Wooo. Reading Berkshire Tier three. That means its about 8 miles from my house. I hope the virus can read the county signs.
I wonder if Didcot will get crowds from Reading heading this way for their late shopping on Saturday? I'd better get down the butchers tomorrow.

All too depressing. I'm off for a ride.


 
Posted : 17/12/2020 2:51 pm
Posts: 460
Free Member
 

The irony of Covid is my sister, who runs an ICU is down with Covid and quite poorly, my sis in law who works in the ICU is now IN the ICU with Covid. Not good and very worried about her.
This virus is a proper pig, we've been uber careful at all times and I get very annoyed when i see 'friends' just cracking on.


 
Posted : 17/12/2020 2:54 pm
Posts: 13349
Free Member
 

Not just me that was unimpressed by that number then?

That’s (very roughly) each vaccination centre getting one delivery of vaccine.

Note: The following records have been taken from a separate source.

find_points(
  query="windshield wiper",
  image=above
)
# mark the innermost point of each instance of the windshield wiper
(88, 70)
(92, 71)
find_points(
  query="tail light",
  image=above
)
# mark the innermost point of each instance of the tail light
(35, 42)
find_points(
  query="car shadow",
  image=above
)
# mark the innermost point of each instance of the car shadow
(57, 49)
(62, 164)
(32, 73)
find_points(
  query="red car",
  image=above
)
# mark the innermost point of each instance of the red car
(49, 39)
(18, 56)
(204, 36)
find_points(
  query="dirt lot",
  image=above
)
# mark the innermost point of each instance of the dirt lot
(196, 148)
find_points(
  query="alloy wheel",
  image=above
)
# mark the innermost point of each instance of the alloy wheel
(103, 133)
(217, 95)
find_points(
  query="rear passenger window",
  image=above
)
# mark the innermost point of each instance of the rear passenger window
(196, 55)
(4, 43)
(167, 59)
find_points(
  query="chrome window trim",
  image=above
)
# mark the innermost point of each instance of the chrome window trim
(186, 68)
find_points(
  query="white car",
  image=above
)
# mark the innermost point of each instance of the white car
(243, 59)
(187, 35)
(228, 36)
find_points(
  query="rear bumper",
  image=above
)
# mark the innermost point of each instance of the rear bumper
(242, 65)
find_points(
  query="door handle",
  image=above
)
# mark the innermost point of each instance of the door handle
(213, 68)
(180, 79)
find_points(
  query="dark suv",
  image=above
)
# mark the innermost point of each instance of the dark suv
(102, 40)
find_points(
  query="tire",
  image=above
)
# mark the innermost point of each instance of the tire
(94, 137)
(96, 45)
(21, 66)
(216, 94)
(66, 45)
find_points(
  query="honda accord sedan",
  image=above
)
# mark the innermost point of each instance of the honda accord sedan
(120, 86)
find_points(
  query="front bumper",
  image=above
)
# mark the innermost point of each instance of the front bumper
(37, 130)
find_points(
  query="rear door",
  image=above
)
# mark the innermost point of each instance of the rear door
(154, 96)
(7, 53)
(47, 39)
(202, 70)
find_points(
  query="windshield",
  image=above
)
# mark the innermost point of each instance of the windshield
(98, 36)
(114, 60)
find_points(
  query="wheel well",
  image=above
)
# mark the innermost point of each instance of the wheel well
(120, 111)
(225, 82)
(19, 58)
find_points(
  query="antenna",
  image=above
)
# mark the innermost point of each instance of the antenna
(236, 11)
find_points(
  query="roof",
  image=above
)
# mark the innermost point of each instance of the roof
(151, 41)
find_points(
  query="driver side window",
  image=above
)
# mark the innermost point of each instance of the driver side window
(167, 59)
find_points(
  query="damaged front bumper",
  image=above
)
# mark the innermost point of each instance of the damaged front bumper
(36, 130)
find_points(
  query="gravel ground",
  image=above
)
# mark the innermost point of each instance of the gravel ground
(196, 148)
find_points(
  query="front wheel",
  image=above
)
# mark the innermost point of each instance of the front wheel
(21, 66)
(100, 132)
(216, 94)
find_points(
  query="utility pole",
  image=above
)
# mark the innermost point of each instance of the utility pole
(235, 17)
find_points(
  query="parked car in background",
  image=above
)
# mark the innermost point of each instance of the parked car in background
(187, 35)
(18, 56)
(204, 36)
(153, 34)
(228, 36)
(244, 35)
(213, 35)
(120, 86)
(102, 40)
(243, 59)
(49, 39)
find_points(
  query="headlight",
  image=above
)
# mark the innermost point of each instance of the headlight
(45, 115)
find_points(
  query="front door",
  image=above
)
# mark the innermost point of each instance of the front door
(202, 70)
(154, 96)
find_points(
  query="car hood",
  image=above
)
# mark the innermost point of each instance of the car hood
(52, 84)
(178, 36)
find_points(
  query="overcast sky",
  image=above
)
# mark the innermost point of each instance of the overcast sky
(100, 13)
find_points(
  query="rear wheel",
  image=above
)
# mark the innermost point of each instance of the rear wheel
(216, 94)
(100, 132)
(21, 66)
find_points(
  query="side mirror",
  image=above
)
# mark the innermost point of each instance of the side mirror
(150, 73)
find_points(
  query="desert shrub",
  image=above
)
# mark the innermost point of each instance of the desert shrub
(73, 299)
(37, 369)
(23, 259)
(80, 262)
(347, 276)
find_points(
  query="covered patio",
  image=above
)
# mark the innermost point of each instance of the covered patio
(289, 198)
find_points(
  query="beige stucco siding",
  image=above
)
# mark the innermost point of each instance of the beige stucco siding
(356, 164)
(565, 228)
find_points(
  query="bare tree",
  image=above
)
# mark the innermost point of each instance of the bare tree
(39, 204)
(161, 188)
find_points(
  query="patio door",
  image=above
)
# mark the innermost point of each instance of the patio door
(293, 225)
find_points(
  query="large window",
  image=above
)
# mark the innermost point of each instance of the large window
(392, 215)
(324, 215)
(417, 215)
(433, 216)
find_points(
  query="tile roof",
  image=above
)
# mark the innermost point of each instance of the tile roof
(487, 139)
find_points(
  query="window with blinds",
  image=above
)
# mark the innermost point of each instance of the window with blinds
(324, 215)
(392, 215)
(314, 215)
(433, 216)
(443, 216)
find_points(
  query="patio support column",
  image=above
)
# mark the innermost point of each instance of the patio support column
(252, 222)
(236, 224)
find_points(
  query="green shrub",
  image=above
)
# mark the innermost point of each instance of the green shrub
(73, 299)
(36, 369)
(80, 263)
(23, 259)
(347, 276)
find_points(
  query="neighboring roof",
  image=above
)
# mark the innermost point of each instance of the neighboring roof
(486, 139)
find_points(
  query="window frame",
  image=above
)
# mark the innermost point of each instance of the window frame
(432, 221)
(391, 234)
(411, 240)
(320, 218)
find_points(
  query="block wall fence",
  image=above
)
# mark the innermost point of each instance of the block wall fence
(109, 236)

They need to get a wriggle on as after 1 January I expect that there will be a complete logistics **** up!


 
Posted : 17/12/2020 3:02 pm
Posts: 0
Free Member
 

Of course it will be a **** up, the ports are already backed up

https://www.bbc.co.uk/news/business-55329573


 
Posted : 17/12/2020 3:05 pm
Posts: 31089
Full Member
 

The irony of Covid is my sister, who runs an ICU is down with Covid and quite poorly, my sis in law who works in the ICU is now IN the ICU with Covid.

Really feel for you and them. So sorry to hear that.

In that last few months the focus really has moved away from hospital staff... and the family members I have working in hospitals say things are harder than ever right now.